The November modification proposes to reform the personal income tax structure to: (1) raise revenues, (2) introduce equity into the City’s tax system and (3) mitigate the impact of higher property taxes on City residents. The personal income tax is currently levied only on residents, with a maximum rate of 3.65%.  Restructuring the City’s personal income tax base to include income earned in New York City by non-residents will provide an immediate across the board reduction to the City’s personal income tax, reducing the top rate from 3.65% to 2.75%. This approach mirrors the methodology employed by New York State to impose its personal income tax, which is levied equally on all individuals working within the State regardless of residency. And because three-quarters of corporate employees that work in New York live in New York and pay local income taxes, tax reform will minimize any long-term impact on City employment.

In the short-term, this measure will generate over $1 billion in Fiscal Year 2004. However, the need to generate increased revenues from the personal income tax is temporary. Over the next several years the maximum rate will be reduced to 2.25%, the rate at which no additional personal income tax revenues will be collected over and above the amount collected under today’s tax structure.
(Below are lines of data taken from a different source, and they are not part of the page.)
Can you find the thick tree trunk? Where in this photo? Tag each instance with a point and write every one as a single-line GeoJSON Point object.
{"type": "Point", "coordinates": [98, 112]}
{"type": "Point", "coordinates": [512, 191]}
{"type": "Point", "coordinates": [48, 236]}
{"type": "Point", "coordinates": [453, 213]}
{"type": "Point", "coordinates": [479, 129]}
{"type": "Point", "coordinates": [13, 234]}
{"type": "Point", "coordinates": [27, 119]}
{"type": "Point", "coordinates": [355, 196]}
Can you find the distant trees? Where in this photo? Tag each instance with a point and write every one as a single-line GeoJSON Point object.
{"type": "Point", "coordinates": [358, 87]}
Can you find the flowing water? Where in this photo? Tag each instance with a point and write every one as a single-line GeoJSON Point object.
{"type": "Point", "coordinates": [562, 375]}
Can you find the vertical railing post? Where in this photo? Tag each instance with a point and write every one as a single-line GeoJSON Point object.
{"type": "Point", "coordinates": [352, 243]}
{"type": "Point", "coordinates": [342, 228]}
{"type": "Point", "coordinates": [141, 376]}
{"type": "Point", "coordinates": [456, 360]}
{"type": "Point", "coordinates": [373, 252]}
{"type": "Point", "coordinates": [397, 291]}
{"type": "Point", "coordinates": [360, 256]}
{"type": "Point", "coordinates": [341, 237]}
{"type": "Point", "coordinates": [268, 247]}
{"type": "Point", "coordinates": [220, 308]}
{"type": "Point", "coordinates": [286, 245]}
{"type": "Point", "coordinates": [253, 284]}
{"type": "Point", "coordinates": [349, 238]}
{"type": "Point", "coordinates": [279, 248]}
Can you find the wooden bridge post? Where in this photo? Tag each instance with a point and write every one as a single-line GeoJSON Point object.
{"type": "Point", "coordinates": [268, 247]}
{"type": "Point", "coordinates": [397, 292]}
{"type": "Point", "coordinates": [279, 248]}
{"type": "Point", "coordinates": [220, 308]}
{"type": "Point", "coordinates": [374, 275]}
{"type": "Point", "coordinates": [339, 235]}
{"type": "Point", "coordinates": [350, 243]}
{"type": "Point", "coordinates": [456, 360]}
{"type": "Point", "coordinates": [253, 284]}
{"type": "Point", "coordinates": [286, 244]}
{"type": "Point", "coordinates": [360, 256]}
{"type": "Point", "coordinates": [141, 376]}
The net effect of these tax changes is that the adverse impact of the property tax will be offset substantially by the restructuring of the personal income tax.  Together, the combined impact of these tax changes to many residents will be relatively modest.  A head of household with two dependents, earning $55,000 per year and owning a one or two family house, will pay only $151 more annually in taxes under this proposal and many taxpayers will actually see their tax burden reduce as result of this reform.

Intergovernmental Aid:
The City is also requesting significant assistance from the State and Federal Governments.  The City is seeking $200 million in aid from the State Government from a menu of options that includes $719 million in proposals that have no cost to the State. These include Medcaid Cost Containment, Tort Reform, and Flexible use of Child Care Funding.   New York City is seeking $275 million in education aid to offset the ongoing cost of the teachers labor agreement.

New York City is requesting $200 million in aid from the Federal Government and an additional $700 million to fund emergency preparedness spending.  The City has prepared a menu of more than $1 billion in Federal initiatives with $300 million of no additional costs to the Federal Government.  These initiatives include flexibility in Hazard Mitigation, flexible use of Community Development Block Grants and reimbursement for of costs for protecting foreign dignitaries.

Workforce Productivity:
Municipal employees and their unions must share in the solution to the City’s current financial difficulties. Labor costs represent 72% of the discretionary portion of the budget --- the largest single component. Savings associated with workforce productivity are a major ingredient of the November modification.  In the absence of productivity improvements or other responsible alternatives, layoffs may become inevitable.